“I could go on holiday in your hair.”
Nathalie (Audrey Tautou, The Da Vinci Code) and Francois (Pio Marmai, Alyah) are so in love, when he dies unexpectedly she falls into despair and grief. As Nathalie gradually goes on with life, she throws herself into work. It’s there she meets new colleague Markus (Francois Damiens, JCVD) and slowly begins to see new possibilities.
Delicacy charmed me from the get go. I don’t want to say too much, because it’s one of those films where the less you know the better your viewing experience. It’s difficult to make a romantic comedy without falling into cliche, but you have to hit certain beats or risk losing your audience. When trying for a romantic dramedy like Delicacy, the challenge is even tougher because you’re struggling to establish an even more delicate balance.
Delicacy manages to hit every single checkmark of the genre without fail; and yet every time it does, the result is unexpected. There are two things which make the movie work. The first is the casting of Tautou and Marmai as the idyllic soulmates. Their chemistry lights up the screen and is crucial for the film. With very little screen time together, we have to believe they are mad for each other and that Tautou’s Nathalie would indeed fall into an almost inescapable grief. The second aspect comes from the character of Markus. Simply put, he is a weirdo, but almost has to be in order to break through to Nathalie. Once he’s introduced, we start to focus on the question of what she could see in him, which provides the impetus for the rest of the film.

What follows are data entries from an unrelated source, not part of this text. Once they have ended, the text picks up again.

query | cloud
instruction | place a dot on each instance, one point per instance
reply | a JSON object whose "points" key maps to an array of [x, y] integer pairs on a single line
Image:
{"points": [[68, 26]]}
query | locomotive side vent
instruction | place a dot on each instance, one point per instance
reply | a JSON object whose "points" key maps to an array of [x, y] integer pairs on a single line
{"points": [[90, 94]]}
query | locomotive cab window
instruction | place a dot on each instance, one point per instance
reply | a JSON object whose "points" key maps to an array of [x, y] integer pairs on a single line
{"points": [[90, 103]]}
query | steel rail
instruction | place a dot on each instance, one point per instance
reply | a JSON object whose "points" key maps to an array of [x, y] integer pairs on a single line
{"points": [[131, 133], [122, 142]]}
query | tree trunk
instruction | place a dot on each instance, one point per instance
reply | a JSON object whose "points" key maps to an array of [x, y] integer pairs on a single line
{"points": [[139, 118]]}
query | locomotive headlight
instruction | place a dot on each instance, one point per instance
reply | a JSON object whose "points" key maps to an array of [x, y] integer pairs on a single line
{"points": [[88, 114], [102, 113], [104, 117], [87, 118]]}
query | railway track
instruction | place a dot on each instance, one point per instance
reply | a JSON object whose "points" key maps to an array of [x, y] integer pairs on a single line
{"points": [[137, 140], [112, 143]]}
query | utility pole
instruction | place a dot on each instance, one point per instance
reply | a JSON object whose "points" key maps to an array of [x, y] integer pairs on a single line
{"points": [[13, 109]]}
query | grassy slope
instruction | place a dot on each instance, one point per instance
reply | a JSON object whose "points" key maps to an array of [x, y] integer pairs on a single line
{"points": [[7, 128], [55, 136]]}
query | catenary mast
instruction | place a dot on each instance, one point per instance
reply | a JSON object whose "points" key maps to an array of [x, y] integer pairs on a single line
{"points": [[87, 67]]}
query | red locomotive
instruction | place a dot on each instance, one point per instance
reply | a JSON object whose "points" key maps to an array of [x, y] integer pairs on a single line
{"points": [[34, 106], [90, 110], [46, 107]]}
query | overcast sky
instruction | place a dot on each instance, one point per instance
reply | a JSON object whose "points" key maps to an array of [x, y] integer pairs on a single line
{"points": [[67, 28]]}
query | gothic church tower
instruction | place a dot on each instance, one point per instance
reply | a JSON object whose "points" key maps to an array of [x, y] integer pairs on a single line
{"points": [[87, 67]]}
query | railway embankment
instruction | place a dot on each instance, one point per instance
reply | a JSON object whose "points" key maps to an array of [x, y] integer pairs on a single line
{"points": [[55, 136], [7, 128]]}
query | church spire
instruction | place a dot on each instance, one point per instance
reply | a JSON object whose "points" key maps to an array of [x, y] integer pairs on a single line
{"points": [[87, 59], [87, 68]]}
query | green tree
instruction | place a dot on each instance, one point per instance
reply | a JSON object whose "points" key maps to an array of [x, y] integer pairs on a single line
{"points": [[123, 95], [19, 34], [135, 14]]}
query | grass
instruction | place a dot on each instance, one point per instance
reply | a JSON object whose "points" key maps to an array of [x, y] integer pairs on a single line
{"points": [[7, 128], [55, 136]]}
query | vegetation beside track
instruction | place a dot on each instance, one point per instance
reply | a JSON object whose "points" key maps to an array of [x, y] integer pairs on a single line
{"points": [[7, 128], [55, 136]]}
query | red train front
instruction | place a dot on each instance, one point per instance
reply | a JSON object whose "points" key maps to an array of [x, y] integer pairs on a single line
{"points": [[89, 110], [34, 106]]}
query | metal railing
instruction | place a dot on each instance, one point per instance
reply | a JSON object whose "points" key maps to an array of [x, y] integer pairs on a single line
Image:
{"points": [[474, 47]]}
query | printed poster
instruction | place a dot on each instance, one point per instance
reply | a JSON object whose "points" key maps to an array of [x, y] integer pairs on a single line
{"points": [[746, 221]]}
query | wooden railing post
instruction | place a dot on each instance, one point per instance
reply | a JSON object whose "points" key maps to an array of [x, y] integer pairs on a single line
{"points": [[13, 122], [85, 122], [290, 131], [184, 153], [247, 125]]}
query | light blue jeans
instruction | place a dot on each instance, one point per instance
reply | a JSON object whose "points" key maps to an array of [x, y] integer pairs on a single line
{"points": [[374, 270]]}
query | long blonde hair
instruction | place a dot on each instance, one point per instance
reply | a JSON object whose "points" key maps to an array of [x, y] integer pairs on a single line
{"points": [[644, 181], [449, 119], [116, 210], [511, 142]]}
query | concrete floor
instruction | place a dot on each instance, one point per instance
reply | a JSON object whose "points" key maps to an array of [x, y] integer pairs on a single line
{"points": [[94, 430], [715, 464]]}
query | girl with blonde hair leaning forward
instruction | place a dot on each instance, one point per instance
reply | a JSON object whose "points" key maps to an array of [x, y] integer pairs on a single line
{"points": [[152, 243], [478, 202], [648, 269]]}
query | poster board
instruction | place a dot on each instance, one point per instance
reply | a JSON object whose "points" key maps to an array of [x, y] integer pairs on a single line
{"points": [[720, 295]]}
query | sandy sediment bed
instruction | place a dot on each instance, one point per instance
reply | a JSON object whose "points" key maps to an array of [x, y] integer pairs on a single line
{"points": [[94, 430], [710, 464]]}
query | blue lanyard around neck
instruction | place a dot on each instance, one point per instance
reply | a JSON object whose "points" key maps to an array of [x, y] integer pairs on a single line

The choices director David Foenkinos makes are always interesting. For example, when Nathalie receives a call from the hospital, the camera pushes in for a tight shot and it holds there until she arrives, emphasizing how Nathalie’s world has shrunk and become claustrophobic. The acting is top notch as well, with Tautou as her usual engaging self and Damiens committing absolutely to the role. His is an unusual character for the genre, especially as the potential love interest, and without a doubt it wouldn’t work with someone less committed. The story itself is difficult to translate to the screen, as the audience has to believe this woman would fall in love with two men, made even more challenging with the introduction of a character’s death. But the screenplay is deftly crafted and well-paced, and I can’t recommend it enough.
Presented in 1.78:1/1080p, Delicacy (Blu-ray) showcases this gorgeously shot film. There are a few scenes which are whimsical bordering on fantastical, the color palette and camera work combining to produce some beautiful visuals. For instance, when Francois proposes to Nathalie, suddenly snow appears and swirls around them; a practical effect which enhances the moment. The high definition transfer is as crisp as you could ever want and the color timing is perfection, especially in the balancing of the tones. The white levels in particular never blow out and they so easily could have. The DTS-HD 5.1 Master Audio track likewise more than meets expectations, its soundtrack using very specific songs to highlight key emotional cues.
Unfortunately, the extras are lacking, featuring only a short interview with Audrey Tautou and a behind-the-scene featurette.
Delicacy is a small gem of a film that is enchanting in every possible way. I can’t recommend a purchase because the extras don’t support it, but I definitely recommend a rental (online or off).